Gatos X Barraca
Em Coihaique, eu e André ainda precisávamos empreender uma busca que a princípio parecia simples, mas que se revelou mais complicada do que poderíamos imaginar. Estava tudo certo com nosso contato do Warmshowers, e no dia anterior lhe escrevemos de Villa Manihuales. Na cidade abrimos o e-mail e estava respondido, dizendo que nos esperava. Fomos à cabina telefonica, o celular informado deveria estar desligado. Então enviamos um e-mail novamente dizendo onde estávamos e que a ligação fora frustrada, mas que tentaríamos encontrar o endereço. A resposta do e-mail não vinha, esperamos um pouco e decidimos pegar o mapa da cidade e encontrar a casa do anfitrião. Encontramos a rua, começava no número 800 e ia aumentando conforme subia a ladeira. O número que nos deu era 600 e algo, e começamos a pensar que o endereço fornecido estava errado. Chegando ao final da rua, subindo e descendo morros, começamos a perguntar aos moradores, ninguém fazia ideia muito menos sabiam onde o tal número 600 ficava. Apenas uma senhorinha idosa disse que era depois que a estrada acabava, mas nós dois pensamos que ela poderia estar meio gagá, como assim “depois que a rua acaba”, quando acaba, acaba oras! Decidimos procurar os bombeiros, poderiamos conseguir um poso ou ao menos uma informação confiável. Nos bombeiros não nos deixaram ficar, mas falaram que o número procurado era mesmo no final da rua, quando começava a estrada de chão e terminava o asfalto.
Bom, vamos subir o morro de novo e nos embrenhar nos bairros de Coihaique outra vez.
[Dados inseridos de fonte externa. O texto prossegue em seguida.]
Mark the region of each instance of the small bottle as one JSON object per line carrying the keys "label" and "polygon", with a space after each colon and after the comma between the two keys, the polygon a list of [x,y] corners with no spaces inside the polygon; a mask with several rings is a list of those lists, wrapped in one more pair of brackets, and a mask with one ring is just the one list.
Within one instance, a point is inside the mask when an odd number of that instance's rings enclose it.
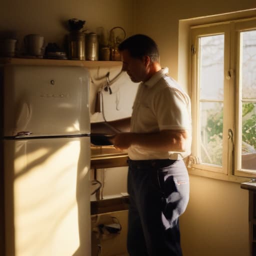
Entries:
{"label": "small bottle", "polygon": [[86,36],[86,60],[98,60],[98,42],[96,33],[89,33]]}

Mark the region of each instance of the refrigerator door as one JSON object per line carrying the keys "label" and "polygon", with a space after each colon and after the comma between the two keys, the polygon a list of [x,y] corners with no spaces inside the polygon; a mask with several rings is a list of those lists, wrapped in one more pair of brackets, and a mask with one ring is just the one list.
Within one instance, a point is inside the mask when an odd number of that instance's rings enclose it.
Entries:
{"label": "refrigerator door", "polygon": [[86,68],[7,65],[4,86],[4,136],[90,133]]}
{"label": "refrigerator door", "polygon": [[90,137],[4,143],[6,255],[90,255]]}

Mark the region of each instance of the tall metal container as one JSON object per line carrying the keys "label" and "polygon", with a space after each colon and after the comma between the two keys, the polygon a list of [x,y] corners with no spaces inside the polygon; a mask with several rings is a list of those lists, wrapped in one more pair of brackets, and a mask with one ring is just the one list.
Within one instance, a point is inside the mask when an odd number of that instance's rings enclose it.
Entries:
{"label": "tall metal container", "polygon": [[86,60],[86,36],[78,31],[70,32],[68,37],[68,58],[70,60]]}
{"label": "tall metal container", "polygon": [[98,42],[96,33],[89,33],[86,36],[86,60],[98,60]]}

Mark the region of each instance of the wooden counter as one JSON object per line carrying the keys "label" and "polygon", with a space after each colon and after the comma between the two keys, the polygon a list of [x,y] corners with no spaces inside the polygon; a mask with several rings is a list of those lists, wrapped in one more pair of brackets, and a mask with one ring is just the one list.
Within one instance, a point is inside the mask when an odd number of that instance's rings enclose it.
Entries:
{"label": "wooden counter", "polygon": [[256,180],[241,184],[241,188],[249,191],[249,255],[256,255]]}
{"label": "wooden counter", "polygon": [[90,168],[104,168],[128,166],[127,153],[113,146],[91,146]]}
{"label": "wooden counter", "polygon": [[84,66],[88,68],[96,68],[98,66],[109,68],[122,66],[122,62],[113,61],[74,60],[54,60],[38,58],[0,58],[0,64],[2,65],[12,64],[36,66]]}

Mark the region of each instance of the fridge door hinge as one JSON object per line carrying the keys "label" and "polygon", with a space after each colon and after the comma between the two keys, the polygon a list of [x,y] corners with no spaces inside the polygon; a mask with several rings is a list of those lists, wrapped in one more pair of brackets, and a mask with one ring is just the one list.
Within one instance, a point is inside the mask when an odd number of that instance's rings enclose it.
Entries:
{"label": "fridge door hinge", "polygon": [[196,52],[196,46],[194,44],[192,44],[191,46],[191,53],[192,54],[192,55],[195,55]]}

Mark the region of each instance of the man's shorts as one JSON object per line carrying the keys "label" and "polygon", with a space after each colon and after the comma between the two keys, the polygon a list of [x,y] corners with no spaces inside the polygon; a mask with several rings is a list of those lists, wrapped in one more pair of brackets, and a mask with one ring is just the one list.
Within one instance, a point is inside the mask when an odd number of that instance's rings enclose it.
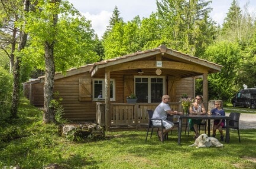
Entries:
{"label": "man's shorts", "polygon": [[[161,120],[153,120],[152,122],[154,125],[161,125]],[[168,130],[174,125],[174,124],[171,121],[168,121],[167,120],[163,120],[163,125],[166,130]]]}
{"label": "man's shorts", "polygon": [[[214,122],[213,122],[213,125],[217,125],[218,124],[219,124],[219,121],[214,121]],[[225,126],[225,122],[221,122],[221,124],[219,124],[219,125],[221,125],[221,127],[223,127]]]}

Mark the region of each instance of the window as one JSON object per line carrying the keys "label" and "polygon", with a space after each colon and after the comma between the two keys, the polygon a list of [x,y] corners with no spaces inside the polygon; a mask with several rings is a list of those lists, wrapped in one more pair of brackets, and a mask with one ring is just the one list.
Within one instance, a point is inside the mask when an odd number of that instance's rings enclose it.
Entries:
{"label": "window", "polygon": [[138,102],[159,102],[166,93],[164,77],[135,77],[135,95]]}
{"label": "window", "polygon": [[[93,101],[105,100],[105,79],[94,79],[93,80]],[[115,83],[114,79],[110,80],[110,100],[115,100]]]}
Estávamos ansiosos e nervosos, já passavam das 20h, estava quase escurecendo e estávamos com fome, o que piora tudo. Até que enfim encontramos o número, e ficamos um tempão batendo palmas lá na frente e ninguém aparecia. Pensamos em conjunto a célebre expressão “Fudeu!” e começamos a tentar raciocinar o que fazer, eu via no André uma cara de tremenda decepção e provavelmente ele via na minha a própria cara do pavor, porque era bem isso que eu tava sentindo naquele momento. Ter que sair da cidade e buscar onde acampar a essa hora não era algo que eu ficaria feliz em fazer. Principalmente de barriga vazia.
Enquanto pensávamos numa saída para nossa situação a porta abriu e uma menininha disse que ia chamar o irmão. Então lá veio Bóris, nos receber com sua empolgação, sem nem imaginar tudo o que passamos pra estar ali. Nos mostrou o quintal, onde instalaríamos nossa barraca, e a casa, as árvores de cereja e tudo mais. Ficamos conversando um tempo até que percebemos que estava escuro e achamos melhor arrumar nossas coisas lá fora.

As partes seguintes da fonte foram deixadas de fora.